Aren’t these closed hardware? good luck finding replacements parts
looks at all the replacement parts that came with both my Bambu printers and the extra nozzles I ordered at the same time
What are you even talking about?
Did they include a new hotend or can you get one? I look on their site and see nothing for that.
Edit: I looked under Spare Parts and they weren’t there, but I see them under Accessories. And for $13, I’d sure as hell buy one when I got the printer. Along with a bunch of other parts, they’re quite reasonably priced.
You get a spare hotend with the purchase of a P1S so I assume they give you one with any of their printers.
You do on the P1S? I’m highly tempted to get one with the AMS, I have several printers that I’ve bought or built over the last 15 years, but even the ones I’ve bought need to be fucked with every time I go to print. The word I’ve gotten is that these are pretty much ignorable and ready to go even after a long hiatus. And an enclosed build chamber for potentially using ABS again is very interesting to me. I stopped fighting with ABS when PETG came out, but it has it’s own set of shortcomings.
That’s my exact setup and it’s great. I wouldn’t trade it for any other printer. It being enclosed is fantastic.
It very much is a printer you don’t need to pay attention to. Works as it should out of the box. Only thing you need to do is some maintenance. Cleaning, greasing some rods, etc… It doesn’t tell you when to do it like the X1C (from what I’ve heard) but greasing rods is like an every 3 months thing. All their maintenance on what and when to do it is on the Bambu website.
As it’s my first printer I’m not aware of any issues after a long hiatus.

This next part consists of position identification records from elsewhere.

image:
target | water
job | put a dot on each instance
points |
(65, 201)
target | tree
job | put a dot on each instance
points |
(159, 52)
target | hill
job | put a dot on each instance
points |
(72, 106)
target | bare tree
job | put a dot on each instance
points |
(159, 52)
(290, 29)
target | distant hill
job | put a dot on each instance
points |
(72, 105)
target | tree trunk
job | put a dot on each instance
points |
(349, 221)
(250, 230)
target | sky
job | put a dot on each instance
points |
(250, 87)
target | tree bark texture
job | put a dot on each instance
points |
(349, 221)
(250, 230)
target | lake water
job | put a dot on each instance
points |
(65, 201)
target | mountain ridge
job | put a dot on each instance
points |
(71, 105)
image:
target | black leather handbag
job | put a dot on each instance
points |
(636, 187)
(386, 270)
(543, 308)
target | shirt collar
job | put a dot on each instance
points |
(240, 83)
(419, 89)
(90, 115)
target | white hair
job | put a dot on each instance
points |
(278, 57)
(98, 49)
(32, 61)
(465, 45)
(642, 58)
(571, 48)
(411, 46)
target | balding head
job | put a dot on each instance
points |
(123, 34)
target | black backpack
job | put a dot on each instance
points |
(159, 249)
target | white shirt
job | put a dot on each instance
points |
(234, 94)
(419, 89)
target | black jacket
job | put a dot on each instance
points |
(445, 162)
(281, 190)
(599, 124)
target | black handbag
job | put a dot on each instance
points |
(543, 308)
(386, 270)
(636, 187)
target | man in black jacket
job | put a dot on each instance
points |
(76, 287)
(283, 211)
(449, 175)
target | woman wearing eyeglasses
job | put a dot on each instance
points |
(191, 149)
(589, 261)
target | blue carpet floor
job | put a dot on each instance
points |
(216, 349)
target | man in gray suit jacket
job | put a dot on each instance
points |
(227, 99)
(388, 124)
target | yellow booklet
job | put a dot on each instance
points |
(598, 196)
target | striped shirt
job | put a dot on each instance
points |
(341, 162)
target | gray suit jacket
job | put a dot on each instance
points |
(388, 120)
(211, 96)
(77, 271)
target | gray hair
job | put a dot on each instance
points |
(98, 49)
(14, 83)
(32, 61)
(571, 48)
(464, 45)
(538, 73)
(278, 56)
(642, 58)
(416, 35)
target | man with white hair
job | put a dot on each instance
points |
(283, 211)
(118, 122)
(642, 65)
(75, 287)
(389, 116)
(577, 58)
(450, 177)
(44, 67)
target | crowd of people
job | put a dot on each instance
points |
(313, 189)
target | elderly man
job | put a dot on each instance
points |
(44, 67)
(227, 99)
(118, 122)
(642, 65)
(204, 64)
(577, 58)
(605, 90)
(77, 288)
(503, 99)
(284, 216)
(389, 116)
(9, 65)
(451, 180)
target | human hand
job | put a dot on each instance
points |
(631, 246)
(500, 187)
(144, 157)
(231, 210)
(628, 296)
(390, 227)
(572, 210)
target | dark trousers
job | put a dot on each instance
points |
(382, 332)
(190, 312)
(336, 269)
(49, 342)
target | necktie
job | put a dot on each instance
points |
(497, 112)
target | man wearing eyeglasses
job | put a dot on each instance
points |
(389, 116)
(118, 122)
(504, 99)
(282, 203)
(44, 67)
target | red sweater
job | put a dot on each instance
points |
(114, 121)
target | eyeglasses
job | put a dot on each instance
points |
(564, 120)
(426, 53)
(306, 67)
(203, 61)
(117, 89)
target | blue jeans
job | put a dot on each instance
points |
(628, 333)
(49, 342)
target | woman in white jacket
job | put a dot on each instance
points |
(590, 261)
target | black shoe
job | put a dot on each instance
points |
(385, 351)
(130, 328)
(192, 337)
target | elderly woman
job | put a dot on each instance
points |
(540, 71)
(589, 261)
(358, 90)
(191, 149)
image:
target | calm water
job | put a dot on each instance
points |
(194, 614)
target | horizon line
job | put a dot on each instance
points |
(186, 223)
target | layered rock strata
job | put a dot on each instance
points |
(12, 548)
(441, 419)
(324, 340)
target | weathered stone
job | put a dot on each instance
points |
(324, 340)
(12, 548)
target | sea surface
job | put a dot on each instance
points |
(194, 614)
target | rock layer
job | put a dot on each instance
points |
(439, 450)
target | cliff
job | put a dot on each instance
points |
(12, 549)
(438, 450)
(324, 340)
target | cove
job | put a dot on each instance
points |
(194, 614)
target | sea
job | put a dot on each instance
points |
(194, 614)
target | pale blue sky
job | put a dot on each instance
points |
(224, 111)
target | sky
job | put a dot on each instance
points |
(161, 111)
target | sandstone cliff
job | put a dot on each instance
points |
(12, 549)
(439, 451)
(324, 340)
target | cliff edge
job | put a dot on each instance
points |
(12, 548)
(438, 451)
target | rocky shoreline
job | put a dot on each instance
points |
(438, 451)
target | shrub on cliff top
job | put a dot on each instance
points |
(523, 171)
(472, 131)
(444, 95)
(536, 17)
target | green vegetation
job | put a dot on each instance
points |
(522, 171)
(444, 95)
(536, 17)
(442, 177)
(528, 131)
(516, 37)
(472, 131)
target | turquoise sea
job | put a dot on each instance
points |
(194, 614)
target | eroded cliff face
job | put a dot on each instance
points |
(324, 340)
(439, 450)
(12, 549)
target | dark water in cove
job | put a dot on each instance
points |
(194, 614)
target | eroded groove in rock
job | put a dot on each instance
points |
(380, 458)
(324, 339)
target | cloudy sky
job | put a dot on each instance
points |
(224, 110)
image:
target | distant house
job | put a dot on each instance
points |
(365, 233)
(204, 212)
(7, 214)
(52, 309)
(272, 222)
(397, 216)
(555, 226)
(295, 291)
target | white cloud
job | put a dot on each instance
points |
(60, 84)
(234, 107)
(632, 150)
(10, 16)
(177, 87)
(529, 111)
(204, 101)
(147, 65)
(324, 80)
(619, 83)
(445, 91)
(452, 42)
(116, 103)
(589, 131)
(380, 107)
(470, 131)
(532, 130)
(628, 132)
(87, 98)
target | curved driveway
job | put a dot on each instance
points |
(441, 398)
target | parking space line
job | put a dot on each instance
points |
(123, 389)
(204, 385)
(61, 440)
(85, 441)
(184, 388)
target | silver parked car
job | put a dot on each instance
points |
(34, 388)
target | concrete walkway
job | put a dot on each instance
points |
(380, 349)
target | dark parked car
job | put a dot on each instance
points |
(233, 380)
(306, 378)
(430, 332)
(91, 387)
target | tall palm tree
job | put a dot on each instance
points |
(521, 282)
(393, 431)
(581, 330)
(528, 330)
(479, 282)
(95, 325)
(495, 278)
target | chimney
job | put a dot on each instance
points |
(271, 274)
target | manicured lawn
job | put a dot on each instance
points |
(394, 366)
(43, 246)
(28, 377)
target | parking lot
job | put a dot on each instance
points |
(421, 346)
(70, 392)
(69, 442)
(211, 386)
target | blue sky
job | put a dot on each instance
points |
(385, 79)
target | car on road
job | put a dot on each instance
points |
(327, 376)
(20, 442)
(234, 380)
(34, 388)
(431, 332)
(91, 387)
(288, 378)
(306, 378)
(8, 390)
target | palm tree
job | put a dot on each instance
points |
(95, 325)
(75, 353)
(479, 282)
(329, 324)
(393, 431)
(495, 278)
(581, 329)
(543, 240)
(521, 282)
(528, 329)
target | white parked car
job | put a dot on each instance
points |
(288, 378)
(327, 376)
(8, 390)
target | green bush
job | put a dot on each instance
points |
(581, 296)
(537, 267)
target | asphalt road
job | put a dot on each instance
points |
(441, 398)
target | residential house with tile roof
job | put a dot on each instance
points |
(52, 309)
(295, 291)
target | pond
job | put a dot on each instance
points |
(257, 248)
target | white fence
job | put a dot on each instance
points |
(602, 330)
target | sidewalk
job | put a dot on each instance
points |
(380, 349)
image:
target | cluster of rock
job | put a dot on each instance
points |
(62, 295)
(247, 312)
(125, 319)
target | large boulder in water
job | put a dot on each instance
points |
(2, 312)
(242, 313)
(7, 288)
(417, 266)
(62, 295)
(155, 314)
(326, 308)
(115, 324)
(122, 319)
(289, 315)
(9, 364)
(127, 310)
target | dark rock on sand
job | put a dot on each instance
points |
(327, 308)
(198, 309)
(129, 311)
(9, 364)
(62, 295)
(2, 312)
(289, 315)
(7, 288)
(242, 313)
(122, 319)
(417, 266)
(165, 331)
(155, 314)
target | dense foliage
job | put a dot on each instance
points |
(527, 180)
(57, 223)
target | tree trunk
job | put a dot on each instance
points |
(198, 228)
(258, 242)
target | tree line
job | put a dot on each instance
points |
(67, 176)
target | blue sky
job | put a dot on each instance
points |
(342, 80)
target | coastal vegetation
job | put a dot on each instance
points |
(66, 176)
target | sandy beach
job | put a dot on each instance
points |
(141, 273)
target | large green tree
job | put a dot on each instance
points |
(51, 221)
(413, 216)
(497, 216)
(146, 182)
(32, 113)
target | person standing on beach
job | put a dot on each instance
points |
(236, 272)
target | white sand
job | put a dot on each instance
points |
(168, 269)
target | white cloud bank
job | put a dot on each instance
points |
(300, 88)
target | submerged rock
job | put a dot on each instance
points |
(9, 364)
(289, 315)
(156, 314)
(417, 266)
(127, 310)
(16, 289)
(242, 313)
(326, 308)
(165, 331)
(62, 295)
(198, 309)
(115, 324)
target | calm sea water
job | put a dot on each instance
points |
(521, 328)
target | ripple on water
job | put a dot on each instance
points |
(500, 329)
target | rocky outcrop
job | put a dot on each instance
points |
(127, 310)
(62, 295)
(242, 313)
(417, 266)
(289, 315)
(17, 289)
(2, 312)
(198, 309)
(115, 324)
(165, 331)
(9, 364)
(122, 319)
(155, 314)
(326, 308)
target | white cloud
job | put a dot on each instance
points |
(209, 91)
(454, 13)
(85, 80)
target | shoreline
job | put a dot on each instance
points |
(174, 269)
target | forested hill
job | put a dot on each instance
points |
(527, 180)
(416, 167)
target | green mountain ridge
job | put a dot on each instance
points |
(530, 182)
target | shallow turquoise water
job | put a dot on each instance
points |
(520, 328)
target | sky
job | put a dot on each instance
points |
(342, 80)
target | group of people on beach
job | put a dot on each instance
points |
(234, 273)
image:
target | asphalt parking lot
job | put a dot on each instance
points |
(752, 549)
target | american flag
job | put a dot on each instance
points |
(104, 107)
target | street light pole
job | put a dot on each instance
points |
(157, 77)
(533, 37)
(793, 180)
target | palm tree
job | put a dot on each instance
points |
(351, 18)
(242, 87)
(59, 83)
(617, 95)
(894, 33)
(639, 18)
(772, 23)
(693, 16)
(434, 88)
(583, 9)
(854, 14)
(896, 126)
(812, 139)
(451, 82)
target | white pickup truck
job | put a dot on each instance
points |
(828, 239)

All I can say is that I often don’t print for a month or 2 and it prints just fine when I get back to it.
I’ve only ever had issues with the AMS where it would snap the filament but that has only ever happened when my filament was almost empty and thus very light. I should’ve either weighed it down or welded the leftover on another roll. Plus that doesn’t happen if you’re running out mid print. Only ever happened when I initiated a new print with the almost-empty roll.
It might not be cheap (or maybe it is, I dunno) but replacement parts are available. https://eu.store.bambulab.com/en-se/collections/spare-parts-for-a1-series
There is also a chance that they can rescue it without replacing anything, but it will very likely be quite time consuming and they will have to be careful to not damage anything.
This also doesn’t look too bad.
These nozzles are cheap. And it shouldn’t be very difficult fix this one if you have a heat gun. The hard part will be to get at the latch that holds the the nozzle assembly in the extruder. That’s small, fiddly, and delicate part that there is a good chance of breaking.
So while you are ordering that spare heater assembly, ($20US) you might as well get a new nozzle too, ($10US).